The heavy 9-mm slugs penetrated the side of the tanker with a series of thuds. Vanek began running towards the Mercedes, followed by Brunner. Behind them someone shouted, a muffled shout, succeeded by a muffled boom. The petrol tanker flared, a sheet of flame consumed the mist and behind the two running Czechs someone started screaming and went on and on. Billowing black smoke replaced the mist and a nauseating stench drifted on the night air. Vanek reached the car where Lansky, white-faced, sat behind the wheel with the motor ticking over.

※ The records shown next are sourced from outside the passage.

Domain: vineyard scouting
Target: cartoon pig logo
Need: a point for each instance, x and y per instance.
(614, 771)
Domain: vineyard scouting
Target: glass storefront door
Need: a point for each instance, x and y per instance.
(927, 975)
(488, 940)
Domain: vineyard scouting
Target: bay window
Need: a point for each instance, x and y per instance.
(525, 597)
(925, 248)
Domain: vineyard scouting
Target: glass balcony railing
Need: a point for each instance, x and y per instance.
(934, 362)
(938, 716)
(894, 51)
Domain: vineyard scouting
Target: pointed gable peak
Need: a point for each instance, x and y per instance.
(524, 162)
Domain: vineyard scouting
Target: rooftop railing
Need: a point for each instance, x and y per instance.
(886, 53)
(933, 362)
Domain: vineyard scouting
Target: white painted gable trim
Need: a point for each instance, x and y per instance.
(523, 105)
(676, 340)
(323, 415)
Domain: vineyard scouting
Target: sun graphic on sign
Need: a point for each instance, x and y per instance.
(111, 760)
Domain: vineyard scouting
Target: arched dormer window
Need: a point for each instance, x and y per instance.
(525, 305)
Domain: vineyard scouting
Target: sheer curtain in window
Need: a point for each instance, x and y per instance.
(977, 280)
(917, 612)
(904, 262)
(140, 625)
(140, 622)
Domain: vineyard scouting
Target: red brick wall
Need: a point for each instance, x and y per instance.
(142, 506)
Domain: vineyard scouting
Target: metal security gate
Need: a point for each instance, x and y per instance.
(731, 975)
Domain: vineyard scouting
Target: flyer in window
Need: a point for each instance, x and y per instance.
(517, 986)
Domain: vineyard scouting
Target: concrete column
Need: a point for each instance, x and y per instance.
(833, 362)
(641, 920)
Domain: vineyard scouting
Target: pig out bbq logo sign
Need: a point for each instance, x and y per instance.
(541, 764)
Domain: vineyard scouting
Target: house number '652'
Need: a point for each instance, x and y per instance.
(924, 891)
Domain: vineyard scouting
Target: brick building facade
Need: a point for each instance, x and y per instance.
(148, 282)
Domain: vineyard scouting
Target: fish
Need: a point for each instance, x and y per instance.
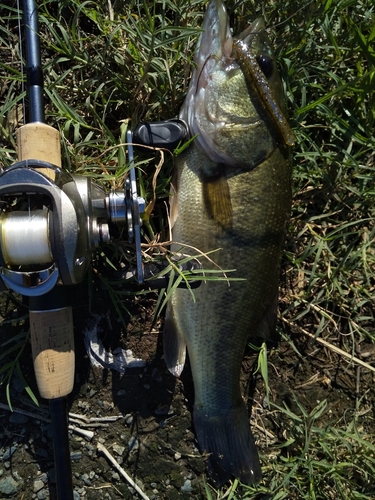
(231, 195)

`What the hell was that..'
`Get it moving,' Vanek snarled. 'Slam your foot down-if we hit something we hit it…'
The Mercedes accelerated, not to high speed but very fast for the mist-bound road. Brunner, who had wrenched open the rear door, was still only half-inside the vehicle when it moved off with the door swinging loose beside him. A few metres further along the road Lennox had heard the shots and then what sounded like an explosion. He was standing on the grass verge when the Mercedes's blurred headlights rushed towards him with the rear door still open and someone only half-inside the car. Behind it a police siren had started up. He fired twice as the car roared past him and both bullets penetrated Brunner's arched back. The Czech's body spun out of the open door and thumped down in the road as the Mercedes vanished in the mist, still picking up speed.